Velocity distribution for a two-dimensional sheared granular flow

Abstract

The velocity distribution for a two-dimensional collection of disks of number density n per unit area and radius a in a channel of width L is studied. The particle-particle collisions are considered to be inelastic with a coefficient of restitution e, while the particle-wall coefficients of restitution are inelastic with a tangential and normal coefficients of restitution, e_t and e_n, respectively. The Knudsen number, which is the ratio of the channel width and the mean free path of the particles, is varied from K_n « 1 to K_n » 1. In the limit of high Knudsen number, the distribution function for the streamwise velocity is bimodal, as predicted by theory [V. Kumaran, J. Fluid Mech., 340, 3l9 (1997)], and the scalings of the moments of the velocity distribution with the Knudsen number are in agreement with the theory. In the low Knudsen number limit, the distribution function for the streamwise velocity is a Gaussian if the coefficient of restitution is close to 1, but assumes the form of a "composite Gaussian" if the coefficient of restitution is not close to 1. The distribution function has a complex structure in the intermediate regime, where there are three maxima in the distribution function near the wall, while the distribution function is bimodal at the center.
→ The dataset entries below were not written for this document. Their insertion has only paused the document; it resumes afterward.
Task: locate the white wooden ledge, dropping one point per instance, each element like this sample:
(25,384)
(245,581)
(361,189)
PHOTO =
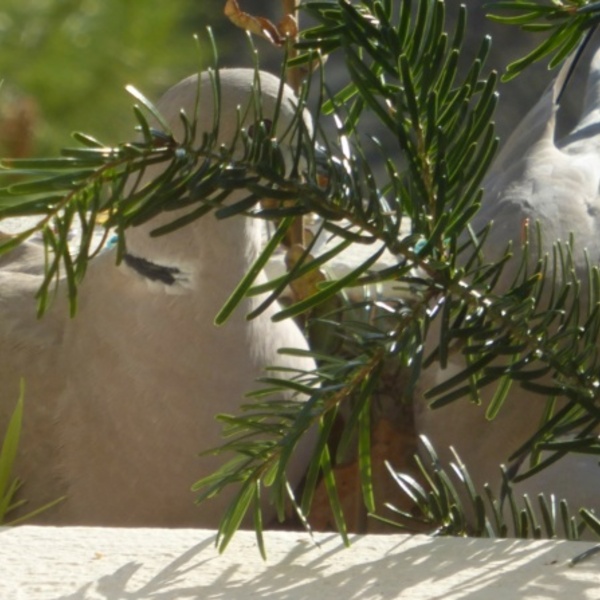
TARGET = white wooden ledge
(80,563)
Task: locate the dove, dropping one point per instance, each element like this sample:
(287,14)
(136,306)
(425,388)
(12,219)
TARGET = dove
(121,399)
(556,183)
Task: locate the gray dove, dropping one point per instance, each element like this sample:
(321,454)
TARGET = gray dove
(121,399)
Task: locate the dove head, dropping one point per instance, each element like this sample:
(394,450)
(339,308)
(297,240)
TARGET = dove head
(249,100)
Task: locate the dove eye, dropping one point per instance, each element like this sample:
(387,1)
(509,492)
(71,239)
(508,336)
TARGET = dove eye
(265,124)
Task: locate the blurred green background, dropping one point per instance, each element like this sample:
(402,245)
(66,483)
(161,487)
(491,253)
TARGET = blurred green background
(64,63)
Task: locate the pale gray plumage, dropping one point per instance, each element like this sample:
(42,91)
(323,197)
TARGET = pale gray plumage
(557,183)
(121,399)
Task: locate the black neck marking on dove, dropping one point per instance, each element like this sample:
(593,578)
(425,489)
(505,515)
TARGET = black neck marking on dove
(151,270)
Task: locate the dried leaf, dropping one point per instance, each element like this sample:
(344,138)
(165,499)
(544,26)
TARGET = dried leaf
(276,34)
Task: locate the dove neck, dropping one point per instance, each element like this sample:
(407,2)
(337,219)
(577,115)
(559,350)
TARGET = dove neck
(220,249)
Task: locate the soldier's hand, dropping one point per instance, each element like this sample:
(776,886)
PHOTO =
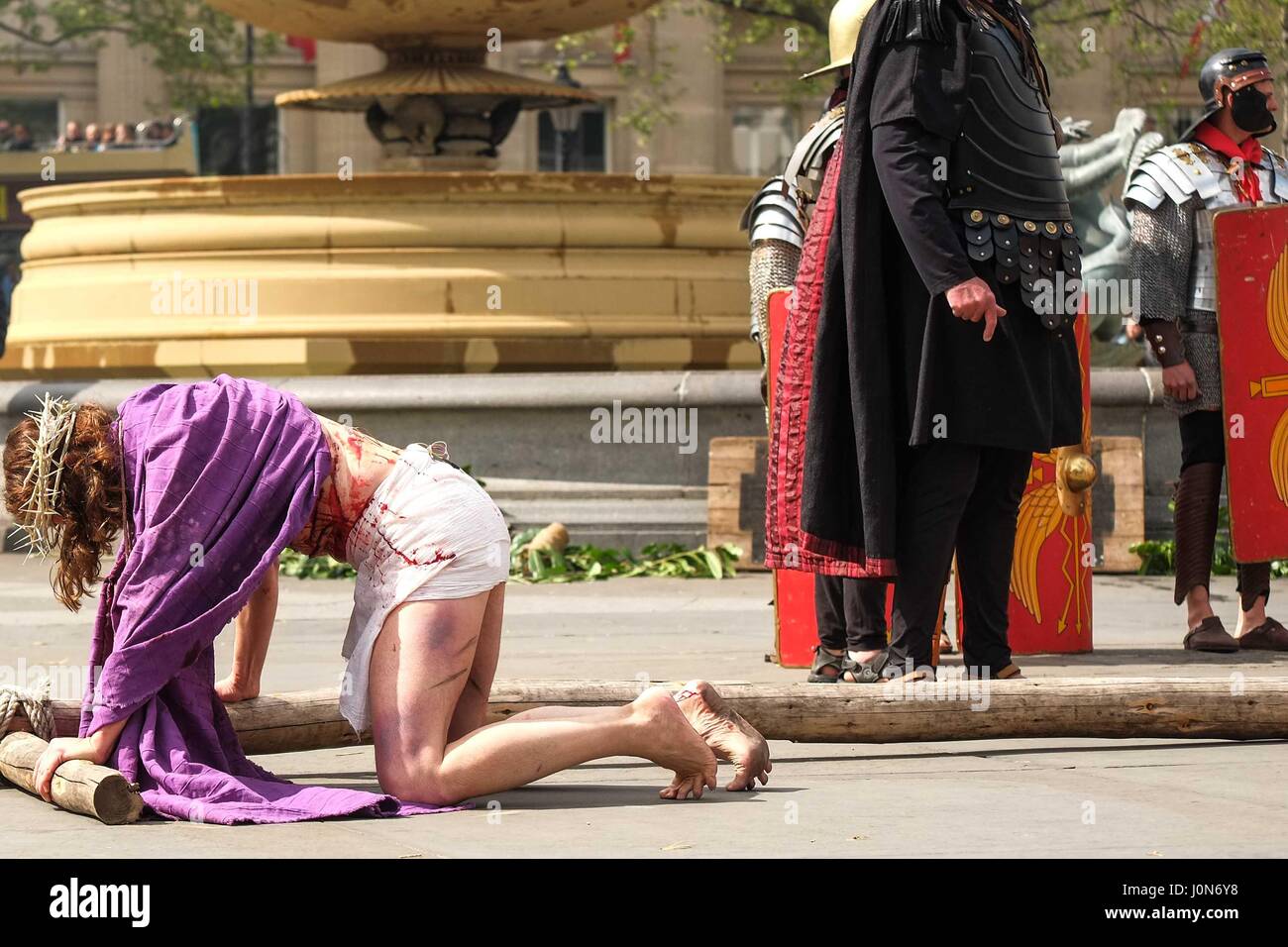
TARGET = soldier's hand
(973,300)
(1180,382)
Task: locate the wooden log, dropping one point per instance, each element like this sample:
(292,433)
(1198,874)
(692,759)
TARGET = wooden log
(1227,707)
(78,785)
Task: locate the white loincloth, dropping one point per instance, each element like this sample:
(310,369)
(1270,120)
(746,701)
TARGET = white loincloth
(429,532)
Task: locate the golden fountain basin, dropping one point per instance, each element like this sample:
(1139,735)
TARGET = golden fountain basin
(446,272)
(464,24)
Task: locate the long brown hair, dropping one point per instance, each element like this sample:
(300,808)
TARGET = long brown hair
(89,500)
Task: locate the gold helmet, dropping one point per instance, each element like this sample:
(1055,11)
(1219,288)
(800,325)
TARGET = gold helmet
(842,34)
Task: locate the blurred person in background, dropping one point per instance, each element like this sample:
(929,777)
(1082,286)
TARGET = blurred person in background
(71,137)
(21,140)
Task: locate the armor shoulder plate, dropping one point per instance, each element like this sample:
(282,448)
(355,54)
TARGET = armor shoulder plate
(1180,170)
(809,158)
(774,214)
(914,20)
(1279,170)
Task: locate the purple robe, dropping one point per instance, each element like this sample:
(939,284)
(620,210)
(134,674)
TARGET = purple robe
(219,475)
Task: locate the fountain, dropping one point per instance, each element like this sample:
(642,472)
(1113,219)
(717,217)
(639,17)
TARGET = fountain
(441,265)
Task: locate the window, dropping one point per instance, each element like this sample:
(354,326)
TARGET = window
(576,142)
(763,140)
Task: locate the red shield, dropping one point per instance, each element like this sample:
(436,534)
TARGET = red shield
(1050,603)
(1252,312)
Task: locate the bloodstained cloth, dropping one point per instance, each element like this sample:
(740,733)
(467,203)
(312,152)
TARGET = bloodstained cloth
(219,475)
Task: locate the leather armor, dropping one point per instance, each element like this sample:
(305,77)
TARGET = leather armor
(1185,171)
(1005,180)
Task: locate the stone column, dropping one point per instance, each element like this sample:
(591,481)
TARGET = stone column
(696,141)
(344,134)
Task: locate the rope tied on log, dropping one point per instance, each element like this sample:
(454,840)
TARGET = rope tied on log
(34,701)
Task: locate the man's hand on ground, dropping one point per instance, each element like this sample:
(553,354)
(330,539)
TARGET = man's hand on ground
(973,300)
(232,689)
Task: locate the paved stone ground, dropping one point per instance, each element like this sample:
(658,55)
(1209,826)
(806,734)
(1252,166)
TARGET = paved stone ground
(1069,797)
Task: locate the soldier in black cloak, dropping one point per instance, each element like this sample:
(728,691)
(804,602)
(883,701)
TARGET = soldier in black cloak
(944,354)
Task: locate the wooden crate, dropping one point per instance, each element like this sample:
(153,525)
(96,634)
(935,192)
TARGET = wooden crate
(735,496)
(1119,502)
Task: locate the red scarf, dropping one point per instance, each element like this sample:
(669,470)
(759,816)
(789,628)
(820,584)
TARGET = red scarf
(1247,184)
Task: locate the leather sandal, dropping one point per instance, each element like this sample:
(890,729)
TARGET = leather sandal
(824,661)
(1269,635)
(1211,635)
(883,671)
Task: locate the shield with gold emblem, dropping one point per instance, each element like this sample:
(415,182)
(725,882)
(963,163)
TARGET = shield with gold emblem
(1050,602)
(1252,313)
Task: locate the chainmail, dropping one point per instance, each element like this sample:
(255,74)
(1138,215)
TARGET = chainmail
(773,265)
(1162,243)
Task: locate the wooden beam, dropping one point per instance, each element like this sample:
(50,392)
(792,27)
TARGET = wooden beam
(78,787)
(1225,707)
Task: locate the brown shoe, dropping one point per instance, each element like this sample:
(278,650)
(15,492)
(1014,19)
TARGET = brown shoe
(1211,635)
(1269,635)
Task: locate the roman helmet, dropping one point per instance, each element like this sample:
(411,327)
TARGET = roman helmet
(842,34)
(1235,69)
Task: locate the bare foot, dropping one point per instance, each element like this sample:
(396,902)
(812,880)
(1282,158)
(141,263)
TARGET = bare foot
(670,741)
(728,735)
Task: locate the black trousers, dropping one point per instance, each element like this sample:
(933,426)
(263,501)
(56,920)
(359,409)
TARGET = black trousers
(1197,512)
(850,612)
(964,497)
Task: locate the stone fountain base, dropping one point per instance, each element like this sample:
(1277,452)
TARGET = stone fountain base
(417,272)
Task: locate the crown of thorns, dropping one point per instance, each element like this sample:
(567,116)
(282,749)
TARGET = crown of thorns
(55,421)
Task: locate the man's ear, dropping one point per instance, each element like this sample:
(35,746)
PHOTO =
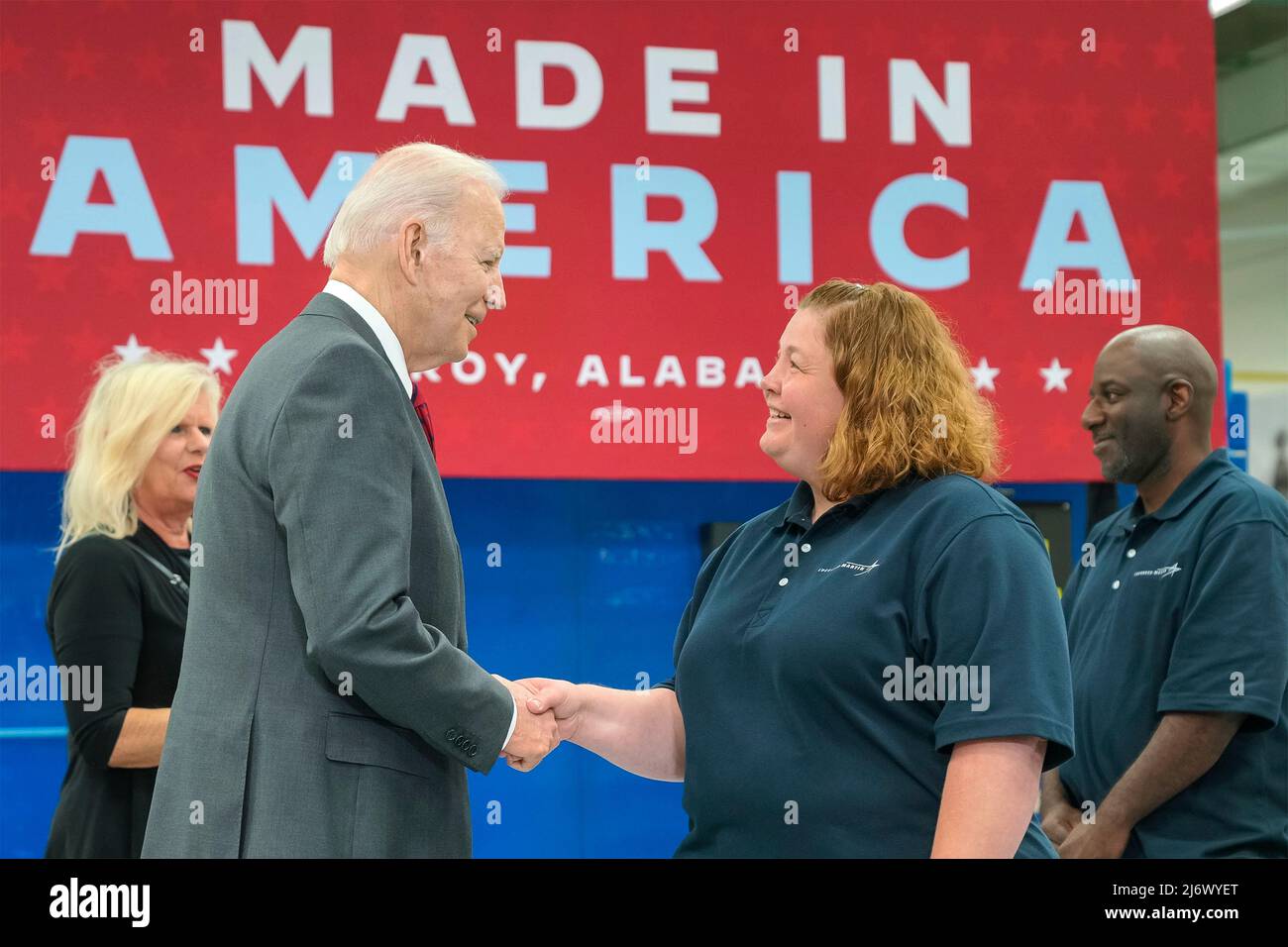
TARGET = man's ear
(1180,398)
(411,250)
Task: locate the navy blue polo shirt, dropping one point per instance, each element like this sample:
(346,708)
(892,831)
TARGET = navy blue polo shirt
(824,671)
(1186,609)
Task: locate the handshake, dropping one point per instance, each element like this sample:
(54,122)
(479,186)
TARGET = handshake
(548,715)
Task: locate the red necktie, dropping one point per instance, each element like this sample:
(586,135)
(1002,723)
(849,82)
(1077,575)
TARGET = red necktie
(421,406)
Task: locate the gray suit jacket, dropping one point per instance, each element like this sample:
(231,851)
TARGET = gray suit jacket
(326,705)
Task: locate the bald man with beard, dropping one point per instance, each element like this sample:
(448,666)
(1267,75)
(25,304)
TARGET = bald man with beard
(1177,616)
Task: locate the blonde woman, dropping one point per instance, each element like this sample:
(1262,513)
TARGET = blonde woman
(119,598)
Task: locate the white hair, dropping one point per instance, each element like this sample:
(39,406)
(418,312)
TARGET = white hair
(419,180)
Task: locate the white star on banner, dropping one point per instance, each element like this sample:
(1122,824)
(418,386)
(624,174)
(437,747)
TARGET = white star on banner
(1055,376)
(984,375)
(219,359)
(132,351)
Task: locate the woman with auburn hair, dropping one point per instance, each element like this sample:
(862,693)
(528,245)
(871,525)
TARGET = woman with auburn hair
(119,599)
(876,668)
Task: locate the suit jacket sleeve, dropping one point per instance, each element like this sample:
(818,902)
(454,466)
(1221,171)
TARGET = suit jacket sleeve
(340,466)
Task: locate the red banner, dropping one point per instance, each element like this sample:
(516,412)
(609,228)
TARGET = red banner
(682,174)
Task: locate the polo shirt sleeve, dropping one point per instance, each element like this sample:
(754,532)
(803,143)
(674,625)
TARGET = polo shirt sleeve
(990,602)
(699,589)
(1231,651)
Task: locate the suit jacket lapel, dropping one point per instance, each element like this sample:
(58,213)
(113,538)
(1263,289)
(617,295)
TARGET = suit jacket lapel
(326,304)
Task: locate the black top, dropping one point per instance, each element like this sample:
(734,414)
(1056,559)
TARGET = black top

The granular temperature is accurately predicted by kinetic theory at the center of the channel, but there is dissipation at the wall due to inelastic particle-wall collisions, which results in a significant decrease in the temperature even when the coefficient of restitution is 0.9; this finding is in agreement with previous results with bumpy wall boundary conditions and with specular reflection conditions. The slip velocity at the wall has a power law dependence on the Knudsen number, and the exponent in this power law depends on the coefficients of restitution.